What Is Up With This Distaste For Progress?
When you look at all of the science behind the last 100 years, it’s hard to not call it progress. We developed plastics, which have unarguably made our lives easier. We invented vaccines and pharmaceuticals to treat symptoms – if not occasionally the disease itself. We found ways to keep our foods stay edible for years after they normally would. We provided cars to nearly every person in the country – cars that could take us faster and further than we could ever go before.
Isn’t that progress?
I mean, isn’t it? By our current definition?
Then why is there such a push back right now – such a distaste for plastics and vaccines and preservatives and oil? (And a million other things that we would have defined as “progress” just 20 years ago?)
Are we just being petulant when we refuse to buy the spoils of science?
Because the fact of the matter is, if we think we’re doing it because we’re going to live longer (forever even), that can’t be the case. No matter what, we’re going to die. No matter what we put in and on our bodies, we are going to die some day. Period. We will not outrun it by shunning shampoo.
So why are we doing this?
There’s a bigger reason behind “staying away from harmful chemicals” or “not polluting the planet.” Not that those reasons aren’t absolutely valid, but I think there are deeper things at the crux of it.
For me, it’s about connection.
I’m falling in love with connecting to the things I do and make, and it’s incredible. It’s like being a kid again. The wonderment and amazement I feel when I put together a few things and create something I can use and love is overwhelming. (You should’ve seen me yesterday when I made my own butter. You’d’ve thought I’d just invented the first working jetpack.)
Somewhere, we forgot how to love learning how to take care of ourselves. Somewhere, we decided that progress is defined by making our lives easier, and making our lives easier means having to do fewer vital things to take care of ourselves and our families, so we can have more time to do other nonessential things. Because nonessential = more fun.
How did that happen? Because, dang it all if I’m not learning, every day, that it’s actually infinitely more enjoyable to take an hour of my day to bake bread or make lotion or clean my house with my very own homemade cleaning supplies. The less I buy, and the more I make, the more powerful I feel in my own domain. The less I’m inclined to look at myself as a victim of some outside system.
But getting to the place where you see “creating” as something other than “time-consuming” and “a hassle” is a huge leap. It takes this giant shift away from everything we’ve been taught for so long. It’s something that has to happen inside, and it’s something that you can’t make another person feel.

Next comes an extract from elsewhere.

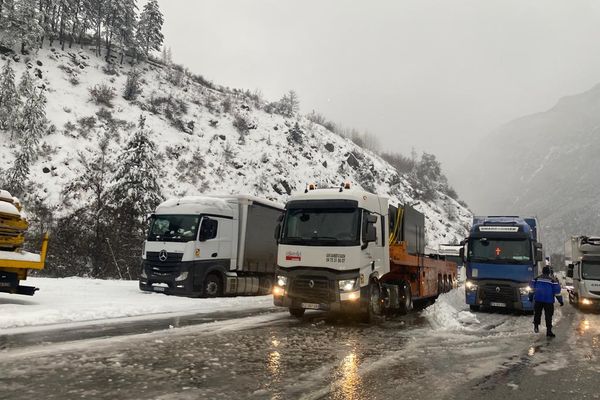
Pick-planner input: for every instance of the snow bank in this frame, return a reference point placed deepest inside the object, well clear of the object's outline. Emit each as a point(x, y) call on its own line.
point(71, 300)
point(450, 312)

And without question, I have benefited and continue to do so through advancements in technology and science. Certainly, just because there are bad apples in a barrel doesn’t mean I won’t touch any apple at all. It’s just a constant decision-making process: “Is this thing going to enrich my life? Does it harm me or anyone else? Am I prepared to take responsibility if it does?”
So, my existential crisis weekend questions for you guys (feel free to answer one or all):
- Do you think there’s something ultimately rebellious in the emerging giant push back against so many of the things science has wrought over the last century (e.g., preservatives, synthetic chemicals, plastics, vaccines, petroleum, etc.)?

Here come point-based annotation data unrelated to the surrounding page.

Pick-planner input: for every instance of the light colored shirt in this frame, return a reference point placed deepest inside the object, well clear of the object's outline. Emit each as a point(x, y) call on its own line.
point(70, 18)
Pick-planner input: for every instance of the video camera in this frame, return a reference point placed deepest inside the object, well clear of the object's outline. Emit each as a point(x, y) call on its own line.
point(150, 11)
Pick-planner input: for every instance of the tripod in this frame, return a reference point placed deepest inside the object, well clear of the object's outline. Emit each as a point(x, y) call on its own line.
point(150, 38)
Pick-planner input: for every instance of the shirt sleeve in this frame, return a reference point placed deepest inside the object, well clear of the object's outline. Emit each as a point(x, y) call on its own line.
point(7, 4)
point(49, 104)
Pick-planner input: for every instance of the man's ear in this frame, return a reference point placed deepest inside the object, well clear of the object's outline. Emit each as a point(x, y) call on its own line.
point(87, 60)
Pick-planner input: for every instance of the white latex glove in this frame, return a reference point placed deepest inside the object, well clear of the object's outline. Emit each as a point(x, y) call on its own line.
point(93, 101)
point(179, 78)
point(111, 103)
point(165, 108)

- Is what we’re doing impeding progress – or at the least ignoring the strides science has made the last 50 years?
- Is there a way for us – us naturally-minded, conscious makers – to coexist not just peacefully but progressively with common-day scientific “advancements?”

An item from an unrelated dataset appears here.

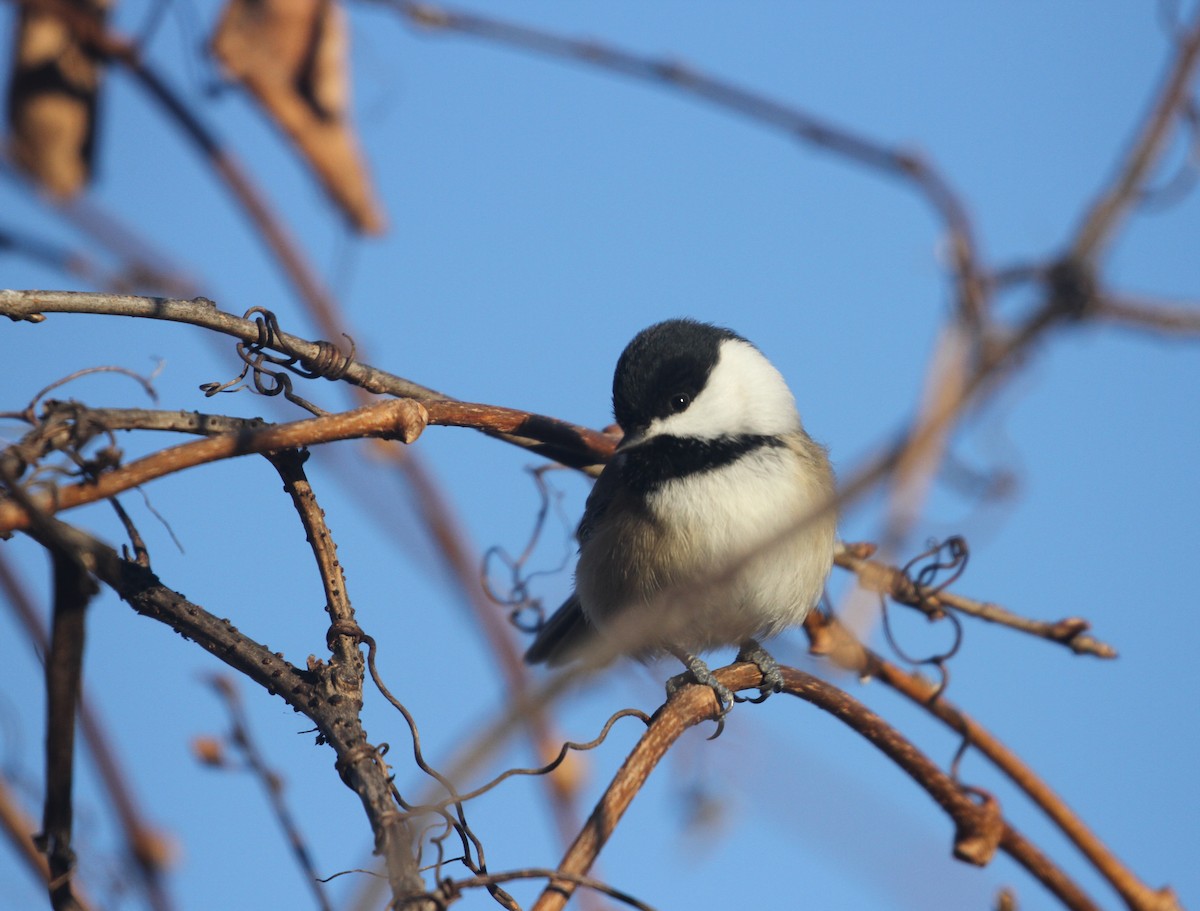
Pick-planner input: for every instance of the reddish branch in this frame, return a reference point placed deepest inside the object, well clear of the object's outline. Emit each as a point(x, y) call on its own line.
point(829, 637)
point(979, 827)
point(892, 581)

- If you’re not on board with the current definition of “progress,” how do you think it should be defined?
The honest truth is, through writing this, I just worked out a million kinks in the arguments I was having in my head – but I’m posting it anyway, because I’d love to hear your thoughts on this.
I figure if I’m going to have an existential crisis, someone somewhere should at least benefit from it – somehow.